Güncel |
İğneyle resim yapma san’atı |
Kütahya’da memur emeklisi baba ile üniversite mezunu kızının seramikte iğne ve sivri uçlu metal kalemlerle yaptığı siyah beyaz resimler, san'atseverlerin ilgisini çekiyor. İlay Tunca, 1999 yılında Dumlupınar Üniversitesi (DPÜ) Kütahya Meslek Yüksekokulu Seramik, Cam Çinicilik Bölümünden mezun oldu.

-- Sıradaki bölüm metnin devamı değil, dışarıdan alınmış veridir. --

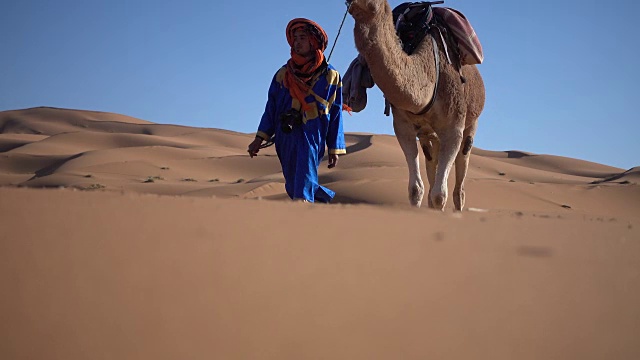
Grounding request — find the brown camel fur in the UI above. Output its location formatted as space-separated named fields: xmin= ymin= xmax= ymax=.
xmin=349 ymin=0 xmax=485 ymax=211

DPÜ’de öğrenimini sürdürürken öğretim görevlisi Lokman Acar aracılığıyla ‘’seramik ve granite iğne ve sivri uçlu metal kalemlerle resim yapma san'atı’’ diye nitelendirilen sigrafitto ile tanışan Tunca, birkaç yıl önce emekli olan babası Metin Tunca’nın da bu san'ata yönelmesini sağladı. İlay Tunca ve babasının yaklaşık iki yıldır sigrafitto tekniğiyle yaptığı 53 resim, Kütahya’da düzenlenen sergide vatandaşların beğenisine sunuldu. İlay Tunca ve babasının ‘’Türkiye’de ilk kişisel sigrafitto sergisi’’ diye tanımladığı sergide, ünlü san'atçılar Cüneyt Arkın, Türkan Şoray, Orhan Gencebay’ın portrelerinin yanı sıra Kız Kulesi, nehir kenarında balık tutan çocuklar, özgün kıyafetleriyle efeler gibi objeler yer alıyor.
İLK KEZ ÇİN’DE ORTAYA ÇIKTI İlay Tunca, ilk ve ortaöğrenimini Kütahya’da tamamladığını, DPÜ’de öğrenim görürken sigrafitto san'atıyla tanıştığını söyledi. Halen mükemmel eserler ortaya koyamadığını, ancak buna yaklaştığına inandığını ifade eden Tunca, ‘’Sigrafitto tekniğinin çıkış noktasının asırlar öncesi Çin olduğunu biliyorum. Daha sonra Karluklu, Karahanlı ve Selçuklu dönemlerinde devam ettirilen bu teknik, İran ve İtalya’da yaygınlaşmış, Türk toplumlarında unutulmuş. Sigrafitto, Türkiye’de 1992 yılından itibaren yeniden canlandırılmaya çalışılıyor’’ dedi. Türklerin İslâmiyet’i kabulünün ardından Karluklu ve Karahanlı dönemlerinde kırmızı yanında beyaz çamur da kullanılmaya başlandığına işaret eden Tunca, ‘’Karluklu ve Karahanlı dönemlerinin sigrafitto eserlerinde noktalama, puntolama, taraklama gibi farklı dokular kullanılmaya başlanmış. Selçuklu döneminde en yaygın seramik türü, sigrafitto seramikleriymiş. Bu dönemin sigrafitto seramiklerinin yapılışı biraz farklıymış, sır altı çalışmalar yapılmış’’ dedi. Tunca, daha önce Türkiye’de sadece sigrafitto eserlerinden oluşan kişisel bir serginin açıldığına ilişkin bilgi edinemediklerini anlatarak, babasıyla açtıkları serginin ülkede açılan ilk kişisel sigrafitto sergisi olduğunu düşündüklerini sözlerine ekledi.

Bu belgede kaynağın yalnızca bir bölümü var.